The supplies are purchased by the United Methodist Women with funds raised from Grand Islanders by the American Legion. In addition to the supplies, a note handwritten by Ray DeGlopper is taped to each bag.

“It is a personal touch,” Sharpe said. “That they take the time to go and get the ingredients that go into these baskets is, to me, just beyond the call. But then to add a touch from Ray, to turn around and have a card saying, ‘Hey, we know where you are, and we’re out here, and we want to support you.’ That, to me, is really heartwarming.”

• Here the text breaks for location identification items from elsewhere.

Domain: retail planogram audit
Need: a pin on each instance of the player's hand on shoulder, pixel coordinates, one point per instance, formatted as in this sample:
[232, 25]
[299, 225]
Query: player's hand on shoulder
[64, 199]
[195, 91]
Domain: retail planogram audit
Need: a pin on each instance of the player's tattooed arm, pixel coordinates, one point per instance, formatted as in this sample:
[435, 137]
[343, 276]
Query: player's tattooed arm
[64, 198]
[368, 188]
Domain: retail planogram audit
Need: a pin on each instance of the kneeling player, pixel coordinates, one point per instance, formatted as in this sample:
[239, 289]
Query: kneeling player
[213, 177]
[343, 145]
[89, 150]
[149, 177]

“The money that Ray’s group gives us is the money that we use to buy what we need for the men,” said Pat Shaw, a member of United Methodist Women. “And, if we need more, we always have it because we do for the ladies, as well. So, we do 50 bags, four times a year: Christmas, early spring, around the fourth of July, and fall, which we try to tie in with Christmas. A lot of times, they (the veterans) will call and say, ‘We need four or five bags. Can you help us out?’ We will throw four or five bags together and send them down.”

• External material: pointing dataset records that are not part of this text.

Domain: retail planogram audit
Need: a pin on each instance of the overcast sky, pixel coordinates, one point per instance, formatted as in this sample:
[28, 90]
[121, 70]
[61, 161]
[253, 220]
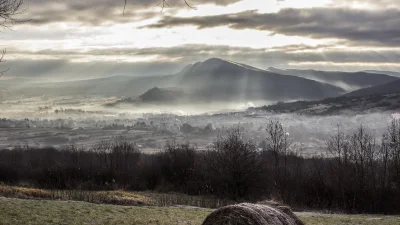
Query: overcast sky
[69, 39]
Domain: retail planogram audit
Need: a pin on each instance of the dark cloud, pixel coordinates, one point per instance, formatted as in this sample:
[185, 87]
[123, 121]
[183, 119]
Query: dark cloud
[366, 26]
[171, 60]
[95, 12]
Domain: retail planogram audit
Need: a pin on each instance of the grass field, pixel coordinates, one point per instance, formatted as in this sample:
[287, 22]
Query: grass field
[45, 212]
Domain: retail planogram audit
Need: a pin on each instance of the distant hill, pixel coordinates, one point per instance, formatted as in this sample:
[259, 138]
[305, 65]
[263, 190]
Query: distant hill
[165, 95]
[392, 87]
[343, 104]
[121, 86]
[217, 79]
[212, 80]
[345, 80]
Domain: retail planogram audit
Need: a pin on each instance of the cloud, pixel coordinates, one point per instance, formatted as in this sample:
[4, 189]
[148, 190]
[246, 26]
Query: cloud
[65, 65]
[354, 25]
[95, 12]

Sharpe said, “I’m here to celebrate these ladies. Their work is just phenomenal. I almost want to be a patient in that hospital because I would love to have one of those baskets. It’s just off the charts for me. Being overseas and having folks like these who reached out to me to help me or support me in an emotional way was just phenomenal. I see the same feeling from the people who are going to receive these. They are going to have that same feeling of like, ‘Wow, somebody cares about what my situation is.’ ”

Bonarek said, “I feel overwhelmed. I’m so proud of what the ladies from the church did and that we’re giving to these deserving veterans. Like Jim says, I wish that I were a patient there, to be given one of these bags. And they get great care at the hospital. This just adds a special warm touch to get these bags. Look at how they’re decorated! That somebody actually cares about them.”

Gift bags are also offered to homeless veterans, Shaw said. “They started giving out some to the veterans who are homeless. They can’t hold it together when one of the nurses hands them a bag, and they say, ‘Do I have to share this with somebody? This is all mine?’ ”

DeGlopper said he would tell the veterans in the VA Hospital, “Get well. I really think what these ladies are doing for these veterans down there is just super wonderful. They (the bags) look so nice. It’s like what Rick said, I’d like to be down there to receive one. These ladies do a nice thing, a wonderful thing.”

Shaw said that donations for veterans are collected at a large bin at Trinity United Methodist Church. “We house that at one of the girls’ houses and, when we need it, we just go and get it.”

Sheila Colan, who helped to deliver the bags to the VA Hospital, said about the veterans, “I feel like their mom. I had brothers and sisters in the war. They were vets, you would call them. I am sure that these men really appreciate what they get.”